Another argument claims that the threat of medical malpractice suits causes doctors to practice “defensive medicine”, which involves them ordering unnecessary tests in order to avoid a potential lawsuit. The American Association for Justice also claims this has little bearing on the overall cost of health care. Instead, they claim that a good number of unnecessary tests are ordered in order to generate more income rather than out of a fear of being sued.
Costs Causes Doctors to Flee
Another common myth about medical malpractice insurance is that its high cost is causing a good number of doctors to leave the profession, leaving people in many areas with a shortage of health care providers. The American Association for Justice on Medical Negligence also debunks this myth.

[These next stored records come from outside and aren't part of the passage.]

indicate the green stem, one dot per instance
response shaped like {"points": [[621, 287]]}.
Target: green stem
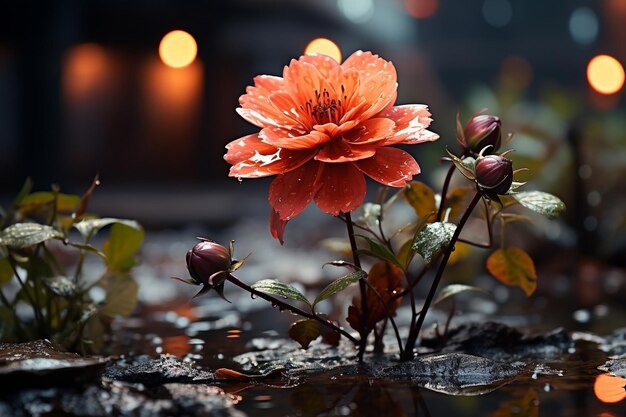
{"points": [[414, 331], [362, 289], [33, 301]]}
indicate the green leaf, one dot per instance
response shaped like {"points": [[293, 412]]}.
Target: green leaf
{"points": [[65, 202], [454, 289], [123, 244], [421, 197], [339, 285], [513, 266], [6, 271], [61, 286], [380, 251], [121, 294], [7, 323], [540, 202], [89, 227], [271, 286], [433, 239], [21, 235], [304, 331]]}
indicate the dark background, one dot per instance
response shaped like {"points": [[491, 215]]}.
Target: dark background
{"points": [[83, 92]]}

They claim there are now twice as many doctors per 100,000 people as there was in the 1960s when the American Medical Association first began tracking this data.
In addition, capping the amount of damages does not seem to have a bearing on whether or not physicians leave the practice. In fact, the number of doctors per 100,000 population tends to be higher in states that do not have caps on damages than in states that do have caps.
Tort Reform is needed to Lower Premiums
Tort reform has been touted as a successful measure when it comes to reducing medical malpractice insurance premiums. This has not proven to be beneficial in the past as:
- Medical professionals in states with caps on damages pay roughly the same amount for premiums as others in states with caps do
- GE Medical Protective, a leading provider of medical malpractice insurance informed the Texas Insurance Commissioner that caps in that state had very little impact on rates.
- Tort reform is estimated to save a mere 1.0 percent in insurance costs each year
- Major insurance companies have claimed that their rates would not necessarily decrease if tort reform was passed
Tort reform would actually hurt you as a patient if you are injured at the hands of a practitioner. This is because it would limit the amount of damages you would receive. This could be detrimental if you have debilitating injuries, since the amount awarded might not be enough to cover subsequent medical care or pain and suffering. Instead, the amount of damages should be determined by a jury, who can review the entire set of circumstances and ensure victims are fairly compensated.
Advice for Victims
Providers of medical malpractice insurance tend to fight aggressively to keep from paying claims. In some cases, they will even spend more money litigating a case than they would settling it, simply so that others will not be encouraged to file similar suits. Fighting a medical malpractice insurer can result in a long and difficult battle, which is why you need an aggressive attorney of your own. Doing so can make the difference between living in pain and agony or obtaining the compensation you deserve.